Comment lutter contre l’impossibilité de créer ? C’est justement ce qu’Arthur Joffé parvient à réaliser avec son documentaire Le Feu sacré, en faisant de cette impossibilité le matériau même de la création, ici cinématographique.

Ce film est disponible sur UniversCiné à l'adresse : https://www.universcine.com/films/le-feu-sacre

La critique :

Voilà désormais plus de dix ans que le réalisateur n’a rien filmé. Pourtant, l’inspiration ne manque pas. Ses scénarios s’accumulent mais les producteurs, les « seigneurs » du monde du cinéma, n’en veulent pas. Difficile donc de mettre en œuvre ses projets, notamment du fait de moyens économiques dont dépend malheureusement le désir d’expression. Car oui, le cinéma, s’il est un art, est aussi une industrie, et le documentaire d’Arthur Joffé tend implicitement à le rappeler. Cependant, il parvient à se défaire de ces contraintes pour trouver un autre moyen de réaliser ce désir de filmer, un moyen intime et personnel, celui du documentaire qui prend une forme très libre. Tantôt essai, tantôt témoignage, son film capture des instants et les met bout à bout dans une recherche sincère et émouvante de vérité et d’authenticité.

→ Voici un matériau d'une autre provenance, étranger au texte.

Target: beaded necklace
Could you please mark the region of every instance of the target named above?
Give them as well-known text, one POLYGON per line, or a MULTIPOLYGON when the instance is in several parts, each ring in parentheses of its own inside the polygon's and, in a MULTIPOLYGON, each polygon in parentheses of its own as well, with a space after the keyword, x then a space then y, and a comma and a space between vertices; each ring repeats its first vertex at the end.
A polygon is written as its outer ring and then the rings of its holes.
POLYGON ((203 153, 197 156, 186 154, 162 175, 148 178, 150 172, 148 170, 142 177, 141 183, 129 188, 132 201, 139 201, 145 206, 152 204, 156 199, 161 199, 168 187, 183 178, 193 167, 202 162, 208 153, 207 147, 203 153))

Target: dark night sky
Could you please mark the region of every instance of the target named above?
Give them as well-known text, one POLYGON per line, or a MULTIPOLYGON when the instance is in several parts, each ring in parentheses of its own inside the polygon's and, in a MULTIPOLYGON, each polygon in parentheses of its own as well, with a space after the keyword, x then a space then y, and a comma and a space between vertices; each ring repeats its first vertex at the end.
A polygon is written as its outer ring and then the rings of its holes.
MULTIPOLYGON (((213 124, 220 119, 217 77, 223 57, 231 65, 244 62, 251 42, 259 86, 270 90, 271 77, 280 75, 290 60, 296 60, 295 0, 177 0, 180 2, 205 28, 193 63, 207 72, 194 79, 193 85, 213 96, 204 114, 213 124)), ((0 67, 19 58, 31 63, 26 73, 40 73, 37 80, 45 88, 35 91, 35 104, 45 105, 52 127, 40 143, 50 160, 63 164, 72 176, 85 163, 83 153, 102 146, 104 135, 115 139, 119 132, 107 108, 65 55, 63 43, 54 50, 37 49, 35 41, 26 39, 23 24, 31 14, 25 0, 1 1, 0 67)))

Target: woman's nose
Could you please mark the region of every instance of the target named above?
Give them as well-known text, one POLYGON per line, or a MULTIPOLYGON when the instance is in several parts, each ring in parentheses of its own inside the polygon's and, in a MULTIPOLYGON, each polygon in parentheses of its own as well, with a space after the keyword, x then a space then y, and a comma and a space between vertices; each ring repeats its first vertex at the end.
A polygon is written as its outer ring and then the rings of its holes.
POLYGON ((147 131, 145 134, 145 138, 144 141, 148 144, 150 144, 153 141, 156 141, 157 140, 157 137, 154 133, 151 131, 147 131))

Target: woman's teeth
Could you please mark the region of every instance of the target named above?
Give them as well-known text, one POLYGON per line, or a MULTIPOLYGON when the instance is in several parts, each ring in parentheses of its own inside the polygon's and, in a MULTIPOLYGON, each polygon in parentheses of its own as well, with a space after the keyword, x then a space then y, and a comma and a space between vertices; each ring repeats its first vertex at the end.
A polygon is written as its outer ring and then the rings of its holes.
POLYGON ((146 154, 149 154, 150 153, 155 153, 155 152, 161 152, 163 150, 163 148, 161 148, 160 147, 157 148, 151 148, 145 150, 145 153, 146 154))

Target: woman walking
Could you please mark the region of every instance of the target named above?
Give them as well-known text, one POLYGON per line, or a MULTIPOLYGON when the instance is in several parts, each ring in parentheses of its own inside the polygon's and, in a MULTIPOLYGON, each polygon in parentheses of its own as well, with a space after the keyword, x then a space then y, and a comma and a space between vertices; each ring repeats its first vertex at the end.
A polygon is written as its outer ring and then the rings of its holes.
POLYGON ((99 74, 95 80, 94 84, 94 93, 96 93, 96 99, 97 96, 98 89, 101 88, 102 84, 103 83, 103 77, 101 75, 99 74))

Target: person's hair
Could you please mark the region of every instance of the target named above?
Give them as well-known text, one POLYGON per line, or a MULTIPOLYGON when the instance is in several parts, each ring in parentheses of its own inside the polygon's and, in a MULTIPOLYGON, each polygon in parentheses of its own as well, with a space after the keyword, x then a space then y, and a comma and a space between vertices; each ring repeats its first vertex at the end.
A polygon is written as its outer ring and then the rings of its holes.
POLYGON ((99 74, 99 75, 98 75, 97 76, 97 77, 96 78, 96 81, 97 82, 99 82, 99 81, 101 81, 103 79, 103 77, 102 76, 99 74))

La réalisation s’est faite sur trois ans, pendant lesquels il filme ses amis, ses proches et ses connaissances, qui se livrent souvent à des témoignages sur leur relation avec le réalisateur, mais aussi sur leur propre vie. Maurice Lamy, un de ses meilleurs amis qu’il appelle « Momo », lui rappelle sans cesse, non sans s’énerver, qu’il n’a pas tourné depuis dix ans : « fais quelque chose ! (…) T’es un taulard chez toi ! », lui crie-t-il. Arthur Joffé pose ses scénarios, vend sa voiture et achète une caméra numérique pour filmer, seul et sans budget, son quotidien.

Son film se transforme en un vagabondage cinématographique. Il emmène le spectateur partout avec lui, aussi bien dans la banalité de la vie ordinaire que dans des évènements plus exceptionnels, comme un voyage à New-York où les chauffeurs de taxi s’énervent et se crient dessus, où les musiciens jouent du jazz dans le métro, où une famille attablée célèbre Pessah en chantant et riant. Des instants simples, mélancoliques, parfois décousus, qui ne veulent célébrer qu’une seule chose : l’amour du cinéma. Arthur Joffé filme la vie, les gens et les choses qu’il aime, mêlant ainsi des images du quotidien, des échanges téléphoniques ou des conversations vidéos, des extraits de ses propres films qu’il regarde sur son ordinateur, comme pour se rappeler que le cinéma existe à portée de main et qu’il faut continuer.

Alors, ce « feu sacré », c’est cette pulsion créatrice qui anime le cinéaste, mais aussi tout artiste. Arthur Joffé rappelle l’importance du geste cinématographique dans ce journal filmé qui ne tombe jamais dans l’autoportrait mais reste toujours à la limite entre le monde extérieur et intérieur, conduisant le spectateur des couloirs de son appartement au labyrinthe de sa mémoire, en passant par les rues animées de Paris et les allées du Jardin du Luxembourg sous le soleil couchant d’un soir de printemps.

Ce petit film apparemment « sans queue ni tête », comme le dit le réalisateur, est une ode à la création, à l’art, et une incitation à l’action. Arthur Joffé crée à partir de rien, de la banalité du quotidien, pour en dégager toute la beauté et dire son amour du cinéma.